De Espanha a Bruxelas, o Parque Natural de Doñana, no Sul da Andaluzia, tem sido, nas últimas semanas, alvo de disputa devido a questões hídricas que podem ter consequências nefastas para o ecossistema desta importante zona húmida, Património Universal da UNESCO desde 1994. Além do grave problema de seca que sofre há anos e de uma sobreexploração da água subterrânea que existe ali, há uma nova iniciativa legislativa que pode agudizar a situação de seca.

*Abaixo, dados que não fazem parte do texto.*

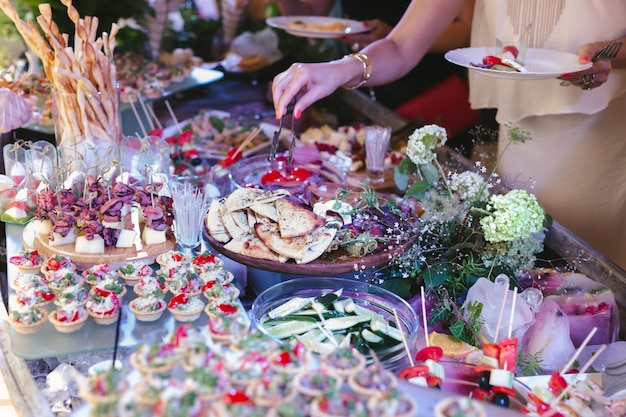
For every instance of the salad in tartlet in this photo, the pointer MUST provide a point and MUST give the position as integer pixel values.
(150, 284)
(27, 261)
(149, 308)
(57, 262)
(132, 272)
(185, 308)
(69, 318)
(103, 306)
(72, 294)
(27, 318)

“O Parque Natural de Doñana e os terrenos que o rodeiam formam um sistema único pelo seu tamanho, pela sua situação (a meio caminho entre a Europa e a África, entre o Mediterrâneo e o oceano Atlântico) e pela sua diversidade (mar, estuário, pântano, lagoas, matagal, bosque)”, explica ao PÚBLICO Miguel Clavero, biólogo da Estação Biológica de Doñana (EBD).

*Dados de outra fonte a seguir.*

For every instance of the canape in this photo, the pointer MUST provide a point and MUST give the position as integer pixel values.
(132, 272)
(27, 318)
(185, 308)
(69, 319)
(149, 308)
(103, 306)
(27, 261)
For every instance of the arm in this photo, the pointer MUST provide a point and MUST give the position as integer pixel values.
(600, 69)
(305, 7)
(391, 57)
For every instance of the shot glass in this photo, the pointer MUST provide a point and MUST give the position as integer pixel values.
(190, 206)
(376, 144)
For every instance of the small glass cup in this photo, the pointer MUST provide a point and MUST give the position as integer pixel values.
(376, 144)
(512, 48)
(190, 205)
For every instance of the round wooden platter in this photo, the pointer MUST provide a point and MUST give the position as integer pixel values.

“É uma das poucas zonas produtivas de planície que não foram completamente ocupadas pela actividade humana. Ainda que, lamentavelmente, a ocupação [humana] continue a crescer. A disponibilidade de água, superficial e subterrânea, é o elemento fundamental de todos os ecossistemas de Doñana.”

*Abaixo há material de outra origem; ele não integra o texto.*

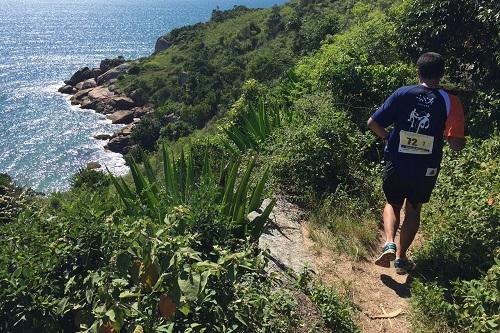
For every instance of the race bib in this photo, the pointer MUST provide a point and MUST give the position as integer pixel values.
(415, 143)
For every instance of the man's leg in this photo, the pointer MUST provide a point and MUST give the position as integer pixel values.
(391, 218)
(409, 229)
(391, 224)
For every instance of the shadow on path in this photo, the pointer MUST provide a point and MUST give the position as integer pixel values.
(401, 289)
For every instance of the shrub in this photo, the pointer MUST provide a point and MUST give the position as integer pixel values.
(147, 132)
(318, 151)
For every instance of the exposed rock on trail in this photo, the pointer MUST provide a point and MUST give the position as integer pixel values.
(285, 238)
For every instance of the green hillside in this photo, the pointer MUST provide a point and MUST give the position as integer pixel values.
(269, 102)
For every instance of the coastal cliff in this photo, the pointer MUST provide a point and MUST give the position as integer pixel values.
(94, 88)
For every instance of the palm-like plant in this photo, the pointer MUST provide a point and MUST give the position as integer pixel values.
(239, 196)
(256, 125)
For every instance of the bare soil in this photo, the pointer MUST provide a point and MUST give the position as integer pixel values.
(376, 291)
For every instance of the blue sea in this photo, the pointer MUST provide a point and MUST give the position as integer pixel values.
(43, 139)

Essa disponibilidade de água é um problema. O biólogo explica que os últimos anos têm sido particularmente secos. As temperaturas acima do normal, associadas às alterações climáticas, podem estar a amplificar a situação, refere. Mas há um problema que se sobrepõe à seca: “A extracção de água, tanto para o regadio (especialmente de morangos e outros frutos vermelhos) como para o uso urbano (sobretudo para o grande núcleo turístico de Matalascañas [na costa da Andaluzia]).”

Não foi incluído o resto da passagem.